What else? Do you agree a serious lifestyle modification will help him be a successful entrepreneur sooner?

11 thoughts on “Lifestyle Modification to be an Entrepreneur

  1. I think the first question is whether he has the right team chasing a significant market with at least a plan for a product that has a shot at being successful. Preferably they have mentors and/or advisors around them to keep them on a good track. I’ve seen all too many entrepreneurs take the financial plunge without these other pieces in place. The result is financial destruction, poor career progress and learning, and nobody around to tell them when to throw in the towel. A healthy funding environment can help by signaling to a team whether their business is progressing adequately. Of course revenue can do the same.

    Every prospective entrepreneur should plan to tighten their belt financially and prepare for massive lifestyle change as they start a company, though the spouse-sponsored route may not always be an option. Not every business should be full-time on day 1, every day not spent full-time is an opportunity for the market to pass you by.

  2. “Do you agree a serious lifestyle modification will help him be a successful entrepreneur sooner?”

    Without a doubt. I like your analogy to medical school as well.

    On the other hand, I somewhat question if deep down he really is an entrepreneur. I think your advice would already have been obvious to him without the need for you to give it if he really was; he wouldn’t be able to think about anything else besides his business and he would have already have come to realize that to succeed he needs to do it full time.

    I often think that part-time entrepreneurs are really only “wantrepreneurs” (which I hope no one takes offense to); they like the idea of being an entrepreneur without knowing what it takes.
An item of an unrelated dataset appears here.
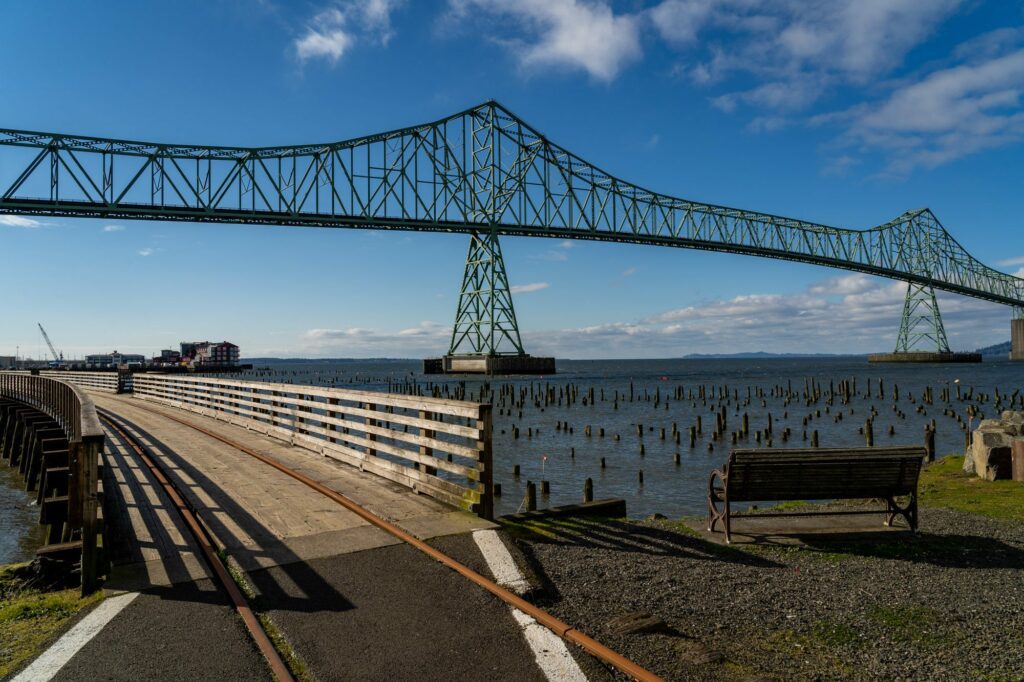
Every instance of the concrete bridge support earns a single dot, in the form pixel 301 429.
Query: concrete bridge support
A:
pixel 1017 338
When it comes right down to it the security of the salary and the accouterments of the middle class life are just too much to give up.

  3. @Mike: i don’t like to judge or question anyone’s intention of being an entrepreneur or taking a risk. Not everyone knows the logical steps. I do agree with the last paragraph that the security of the salary is sometimes hard to fore go.
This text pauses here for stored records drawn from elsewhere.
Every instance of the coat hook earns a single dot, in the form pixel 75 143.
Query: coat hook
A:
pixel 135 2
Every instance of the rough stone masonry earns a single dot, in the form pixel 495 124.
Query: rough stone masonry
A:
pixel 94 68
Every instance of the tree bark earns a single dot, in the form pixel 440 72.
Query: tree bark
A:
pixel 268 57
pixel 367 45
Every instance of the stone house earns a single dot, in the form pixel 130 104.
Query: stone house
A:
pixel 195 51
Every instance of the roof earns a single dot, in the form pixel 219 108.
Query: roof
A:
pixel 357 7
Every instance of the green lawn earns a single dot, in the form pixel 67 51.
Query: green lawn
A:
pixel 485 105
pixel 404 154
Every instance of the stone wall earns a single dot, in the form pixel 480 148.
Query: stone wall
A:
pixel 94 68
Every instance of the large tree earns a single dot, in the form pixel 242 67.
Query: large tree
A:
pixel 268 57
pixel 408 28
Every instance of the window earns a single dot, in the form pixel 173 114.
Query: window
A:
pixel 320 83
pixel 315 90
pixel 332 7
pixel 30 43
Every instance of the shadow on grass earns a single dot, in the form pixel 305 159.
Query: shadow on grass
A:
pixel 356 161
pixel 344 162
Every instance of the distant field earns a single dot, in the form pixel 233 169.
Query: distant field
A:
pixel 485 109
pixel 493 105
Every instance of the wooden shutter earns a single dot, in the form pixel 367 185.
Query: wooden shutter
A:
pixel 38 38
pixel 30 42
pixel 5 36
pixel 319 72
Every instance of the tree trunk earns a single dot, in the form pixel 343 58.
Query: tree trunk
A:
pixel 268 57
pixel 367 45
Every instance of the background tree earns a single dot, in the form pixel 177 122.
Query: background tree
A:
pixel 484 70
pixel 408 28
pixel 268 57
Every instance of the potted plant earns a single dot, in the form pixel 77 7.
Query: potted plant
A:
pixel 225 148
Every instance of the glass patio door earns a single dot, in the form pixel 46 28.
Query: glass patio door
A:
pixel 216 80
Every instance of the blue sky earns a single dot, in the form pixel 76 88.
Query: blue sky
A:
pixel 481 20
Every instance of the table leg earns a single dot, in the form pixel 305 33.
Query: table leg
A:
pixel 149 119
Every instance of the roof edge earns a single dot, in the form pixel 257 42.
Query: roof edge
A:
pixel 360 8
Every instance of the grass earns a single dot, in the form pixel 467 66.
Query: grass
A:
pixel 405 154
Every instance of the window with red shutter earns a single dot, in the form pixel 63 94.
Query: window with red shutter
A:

    But, it is important to plan ahead, have the right team and the right advisers. After all entrepreneurship is not in the idea, but the execution.
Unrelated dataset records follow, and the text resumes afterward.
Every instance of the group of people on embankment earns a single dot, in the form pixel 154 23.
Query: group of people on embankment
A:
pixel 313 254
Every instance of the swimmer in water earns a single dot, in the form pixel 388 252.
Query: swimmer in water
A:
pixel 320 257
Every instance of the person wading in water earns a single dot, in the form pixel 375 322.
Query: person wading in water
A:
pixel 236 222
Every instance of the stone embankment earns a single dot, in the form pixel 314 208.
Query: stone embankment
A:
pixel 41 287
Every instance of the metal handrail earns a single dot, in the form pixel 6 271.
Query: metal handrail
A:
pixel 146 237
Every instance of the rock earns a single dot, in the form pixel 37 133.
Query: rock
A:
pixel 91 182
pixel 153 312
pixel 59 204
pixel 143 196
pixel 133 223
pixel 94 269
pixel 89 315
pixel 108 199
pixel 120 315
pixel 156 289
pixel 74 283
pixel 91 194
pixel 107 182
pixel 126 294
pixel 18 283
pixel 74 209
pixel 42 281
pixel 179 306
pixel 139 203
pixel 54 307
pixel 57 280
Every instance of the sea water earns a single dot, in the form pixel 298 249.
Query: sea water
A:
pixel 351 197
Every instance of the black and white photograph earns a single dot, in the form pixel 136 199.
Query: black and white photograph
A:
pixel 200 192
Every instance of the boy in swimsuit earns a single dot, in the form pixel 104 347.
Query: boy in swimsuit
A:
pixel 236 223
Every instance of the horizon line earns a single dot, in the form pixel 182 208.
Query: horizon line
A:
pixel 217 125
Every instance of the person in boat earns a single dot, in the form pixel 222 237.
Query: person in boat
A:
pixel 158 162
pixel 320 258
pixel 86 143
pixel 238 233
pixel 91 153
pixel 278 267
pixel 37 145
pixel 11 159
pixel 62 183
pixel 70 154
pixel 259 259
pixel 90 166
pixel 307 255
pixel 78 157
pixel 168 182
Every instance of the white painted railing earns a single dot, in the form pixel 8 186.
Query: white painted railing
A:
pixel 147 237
  4. Don’t think you need tech skills but you have to know how to find someone who does. As the CEO you job actually has very little with the day to day. Just make sure you know Tge market, product, needs and positioning better then anyone. The best way to be a great entrepreneur is like anything, practice every chance you get. Also, wait as long as possible to leave your job as it always takes twice as long and are twice as expensive as you think. Failing because you run out of cash would really suck. In my role. I want to be the Dave of the company and hire people better then me to activate the strategic vision.

  5. I know people who are making it work part-time, although they’ve built lifestyle businesses… by choice. If you’re trying to build a growth company, then I think you need to burn the boats.

  6. @MK – Hope I didn’t come across as “judging”, more just recognition that a person who is working part time is unlikely to achieve their grand vision unless they at least have a definitive timeline for when part-time ends, and tangible milestones to achieve for them to reach full-time. It’s much like looking on to a teenager who claims he wants to play basketball in the NBA, but who doesn’t spend every free waking moment practicing drills on the court. Sure their is still a chance their will achieve their vision but it is highly unlikely. Further, my opinion that they are unlikely to succeed doesn’t block them from trying, it just helps me decide if I’ll put forth any of my effort to help them succeed or not.

    And to be clear, I was not talking about a lifestyle entrepreneur but instead one thinks of themselves as a innovative startup entrepreneur where “startup” is defined as “identifying a yet-to-exist business model and/or launching an existing model in a new market where the model hasn’t currently been used.” As for lifestyle entrepreneurs, yeah, part time can work great.